For a detailed discussion, please see [PTVF:2007] where they discuss that, if you have non-normal errors, then you may still minimize the $\chi^2$ to fit your parameters, and use the covariance matrix $\mat{C}$ to determine the confidence contours. You may not estimate which confidence interval the contours correspond to. To get this estimate, you must perform a Monte Carlo simulation using the proper distribution function.

The following discussion assumes that the input data has normally distributed errors.
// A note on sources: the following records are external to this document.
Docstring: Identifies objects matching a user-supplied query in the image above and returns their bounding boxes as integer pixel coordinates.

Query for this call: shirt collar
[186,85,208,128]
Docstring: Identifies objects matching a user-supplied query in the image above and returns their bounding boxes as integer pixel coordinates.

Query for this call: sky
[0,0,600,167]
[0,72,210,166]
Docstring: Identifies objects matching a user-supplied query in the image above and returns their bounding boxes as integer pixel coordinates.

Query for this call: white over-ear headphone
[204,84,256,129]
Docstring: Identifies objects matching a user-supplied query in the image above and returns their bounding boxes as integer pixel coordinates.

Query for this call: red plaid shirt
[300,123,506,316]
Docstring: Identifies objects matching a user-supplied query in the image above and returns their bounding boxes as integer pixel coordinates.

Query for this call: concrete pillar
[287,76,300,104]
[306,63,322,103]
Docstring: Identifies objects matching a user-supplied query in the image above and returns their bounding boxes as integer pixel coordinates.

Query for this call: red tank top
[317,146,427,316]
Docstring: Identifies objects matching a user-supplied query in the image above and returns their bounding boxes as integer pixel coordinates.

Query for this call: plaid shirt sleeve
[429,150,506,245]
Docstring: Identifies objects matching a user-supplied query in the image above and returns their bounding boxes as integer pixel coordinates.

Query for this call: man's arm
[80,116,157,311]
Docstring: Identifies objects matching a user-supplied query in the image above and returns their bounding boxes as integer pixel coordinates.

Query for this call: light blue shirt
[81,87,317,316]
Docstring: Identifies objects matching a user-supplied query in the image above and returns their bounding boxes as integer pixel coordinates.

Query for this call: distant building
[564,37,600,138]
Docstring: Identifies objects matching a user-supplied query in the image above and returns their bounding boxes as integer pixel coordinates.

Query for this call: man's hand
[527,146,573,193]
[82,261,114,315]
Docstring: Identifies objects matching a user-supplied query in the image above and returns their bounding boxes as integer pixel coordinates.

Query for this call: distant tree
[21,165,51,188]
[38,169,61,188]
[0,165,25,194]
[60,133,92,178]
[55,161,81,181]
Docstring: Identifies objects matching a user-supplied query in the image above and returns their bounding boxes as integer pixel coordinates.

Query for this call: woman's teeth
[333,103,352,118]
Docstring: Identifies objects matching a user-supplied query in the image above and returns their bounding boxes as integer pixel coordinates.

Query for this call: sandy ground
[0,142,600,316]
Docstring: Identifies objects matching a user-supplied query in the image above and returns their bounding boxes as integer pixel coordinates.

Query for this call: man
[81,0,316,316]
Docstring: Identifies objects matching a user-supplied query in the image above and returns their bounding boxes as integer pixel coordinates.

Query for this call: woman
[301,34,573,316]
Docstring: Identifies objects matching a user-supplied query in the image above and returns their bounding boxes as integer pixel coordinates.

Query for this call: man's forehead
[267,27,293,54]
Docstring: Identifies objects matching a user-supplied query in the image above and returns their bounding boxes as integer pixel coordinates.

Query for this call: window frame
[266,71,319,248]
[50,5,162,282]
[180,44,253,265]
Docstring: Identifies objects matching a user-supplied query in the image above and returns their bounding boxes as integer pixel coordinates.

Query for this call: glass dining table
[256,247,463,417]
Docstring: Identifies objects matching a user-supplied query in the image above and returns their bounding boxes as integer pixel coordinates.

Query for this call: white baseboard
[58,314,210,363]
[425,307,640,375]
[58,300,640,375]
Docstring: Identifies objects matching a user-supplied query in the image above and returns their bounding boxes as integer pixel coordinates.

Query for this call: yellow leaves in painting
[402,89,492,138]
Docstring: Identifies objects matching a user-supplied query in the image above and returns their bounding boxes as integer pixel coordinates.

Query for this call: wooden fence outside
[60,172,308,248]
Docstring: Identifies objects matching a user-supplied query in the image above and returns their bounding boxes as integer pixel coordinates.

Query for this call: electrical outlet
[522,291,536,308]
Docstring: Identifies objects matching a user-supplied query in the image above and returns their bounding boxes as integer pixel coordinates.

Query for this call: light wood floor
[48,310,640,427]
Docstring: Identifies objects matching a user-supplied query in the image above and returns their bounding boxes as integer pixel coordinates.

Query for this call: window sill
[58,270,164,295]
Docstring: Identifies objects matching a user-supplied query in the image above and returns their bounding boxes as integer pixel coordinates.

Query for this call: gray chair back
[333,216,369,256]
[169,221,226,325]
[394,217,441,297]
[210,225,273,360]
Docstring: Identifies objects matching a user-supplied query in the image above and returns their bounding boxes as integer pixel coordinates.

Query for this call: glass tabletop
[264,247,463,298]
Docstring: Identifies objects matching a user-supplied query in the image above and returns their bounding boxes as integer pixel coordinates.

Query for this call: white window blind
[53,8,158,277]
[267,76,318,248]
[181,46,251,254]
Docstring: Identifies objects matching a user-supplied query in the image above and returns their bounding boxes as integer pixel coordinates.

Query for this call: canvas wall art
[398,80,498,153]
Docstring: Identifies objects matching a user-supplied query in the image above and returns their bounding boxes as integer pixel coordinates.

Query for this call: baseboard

Single Parameter Confidence Interval¶

When considering a single parameter on its own, the error returned represents the $1\sigma$ confidence interval (for normally distributed data) for that parameter assuming that the additional parameters are chosen to minimize $\chi^2$ . We provide two types of error and covariance estimates here depending on the value of the scale_cov argument:

If scale_cov = False, then the error estimates describe the standard deviation of the distribution of the fitted parameters from a set of data with uncorrelated normal errors with the prescribed standard deviations dy. If the model is poor, or the errors are underestimated (very low quality of fit Q) , then this will give very small error (unreasonable) estimates for the parameters.
If scale_cov = True, then the covariance matrix is scaled by the reduced chi squared $\chi^2_{R} = \chi^2/\nu$ where $\nu = N - p$ is the number of degrees of freedom ( $N$ data points and $p$ parameters). This is equivalent to the previous case if $\chi^2_{R} = 1$ , and so can be thought of as scaling the error estimates dy to make the model fit. In essence, this provides a much more reasonable estimate of the parameters as a curve fitting problem, but will not have the proper interpretation as in the prior case. This is what the scipy documentation means when it states: “This matrix must be multiplied by the residual standard deviation to get the covariance of the parameter estimates” in the documentation of scipy.optimize.leastsq().

Note

One can estimate the scale_cov = True errors after the fact by simply scaling them by simply multiplying the covariance matrix by the reduced chi-squared $\mat{C} \rightarrow \mat{C}\chi^2_{R}$ . Likewise, the errors can be scaled by $\delta_a \rightarrow \delta_a \sqrt{\chi^2_{R}}$ .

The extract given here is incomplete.